On appeal, in an opinion written by Judge Dyk, the Federal Circuit first addressed three issues of claim construction. The first issue was whether “channel map information” must replicate the four specific data fields named in ALJ Charneski’s ID and by the Commission. Appellants argued that only one of the four data fields was required. The Federal Circuit concluded that, based on intrinsic evidence and the understanding of one of ordinary skill in the art, the claims reciting “MPEG compatible channel map information” referred to the MPEG-2 standard. These claims thus required associating the program with all of the identifiers conveyed in the MPEG-2 program map information that are necessary to constitute a program, specifically all four minimum data fields identified by ALJ Charneski and the Commission.
The second claim construction issue considered was whether the claims precluded the use of information other than “channel map information,” particularly whether they precluded the use of the MPEG PMT (i.e., the data used for decoding in the prior art). Appellants argued that the patentees had disavowed any and all use of the PMT during prosecution of the ‘074 patent. The Federal Circuit found that the cited statements from the ‘074 patent’s prosecution history merely explained the benefits of the patented invention over the prior art, namely, that it did not require the use of the MPEG PMT. Thus, the Federal Circuit agreed with the Commission, concluding that there had been no broad disclaimer of any and all use of the PMT, only a disclaimer of systems that required the use of the MPEG PMT.
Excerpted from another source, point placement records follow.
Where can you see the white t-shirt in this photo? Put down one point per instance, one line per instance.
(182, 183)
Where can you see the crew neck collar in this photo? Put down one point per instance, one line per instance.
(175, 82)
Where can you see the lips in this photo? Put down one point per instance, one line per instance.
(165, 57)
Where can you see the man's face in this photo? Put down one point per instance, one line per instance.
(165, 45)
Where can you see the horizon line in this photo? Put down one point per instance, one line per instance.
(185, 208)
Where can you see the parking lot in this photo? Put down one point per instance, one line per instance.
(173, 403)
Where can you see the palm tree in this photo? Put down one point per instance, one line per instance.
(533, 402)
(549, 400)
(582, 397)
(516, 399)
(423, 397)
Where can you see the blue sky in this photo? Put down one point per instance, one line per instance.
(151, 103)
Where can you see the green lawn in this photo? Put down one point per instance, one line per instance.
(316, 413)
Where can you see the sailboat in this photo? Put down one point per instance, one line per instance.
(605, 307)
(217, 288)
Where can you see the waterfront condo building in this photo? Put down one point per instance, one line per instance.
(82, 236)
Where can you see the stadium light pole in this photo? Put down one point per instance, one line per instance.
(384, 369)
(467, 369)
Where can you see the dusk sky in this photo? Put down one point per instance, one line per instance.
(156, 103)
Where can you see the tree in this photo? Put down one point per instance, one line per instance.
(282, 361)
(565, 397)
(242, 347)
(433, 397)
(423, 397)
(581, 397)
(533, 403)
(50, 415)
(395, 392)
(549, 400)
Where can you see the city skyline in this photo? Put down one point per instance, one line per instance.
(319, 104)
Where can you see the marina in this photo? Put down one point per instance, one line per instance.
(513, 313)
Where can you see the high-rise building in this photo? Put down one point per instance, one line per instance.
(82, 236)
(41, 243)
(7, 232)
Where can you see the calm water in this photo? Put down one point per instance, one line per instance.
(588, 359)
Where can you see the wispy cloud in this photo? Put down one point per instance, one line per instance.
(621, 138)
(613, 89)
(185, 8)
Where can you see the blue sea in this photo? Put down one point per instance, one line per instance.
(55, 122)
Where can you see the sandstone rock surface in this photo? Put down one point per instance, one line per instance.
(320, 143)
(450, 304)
The third claim construction issue addressed was whether the claims required that the device and method be capable of utilizing the “channel map information,” or whether mere receipt and storage of the “channel map information” is sufficient. The Federal Circuit agreed with appellants that the “channel map information” must be capable of being used. Funai argued that even if the “channel map information” must be used for decoding, only some, not all, of the data need be suitable for use. The Federal Circuit disagreed, finding that all 4 minimum data fields of the “channel map information” must be suitable for use in decoding.
Using this claim construction, the Federal Circuit affirmed the Commission’s determination that the asserted claims were not invalid.
With regard to infringement, the Federal Circuit found that although Appellants’ legacy products infringed under the adopted claim construction, Appellants’ work-around products did not. The Federal Circuit concluded that the work-around products did not convert all the necessary “channel map information” into a useable format, and thus did not meet the requirements identified in the construction of the third claim construction issue discussed above. The Federal Circuit found no infringement by the work-around products, reversing the Commission’s determination in that respect and remanding.
In dissent, Judge Clevenger disagreed with the majority’s finding of non-infringement with regard to the work-around products. Judge Clevenger stated that the third claim construction issue identified by the majority was not raised by the parties, and thus was not appealed. Therefore, Judge Clevenger expressed his opinion that, as that issue was not properly before the Federal Circuit, it should instead affirm.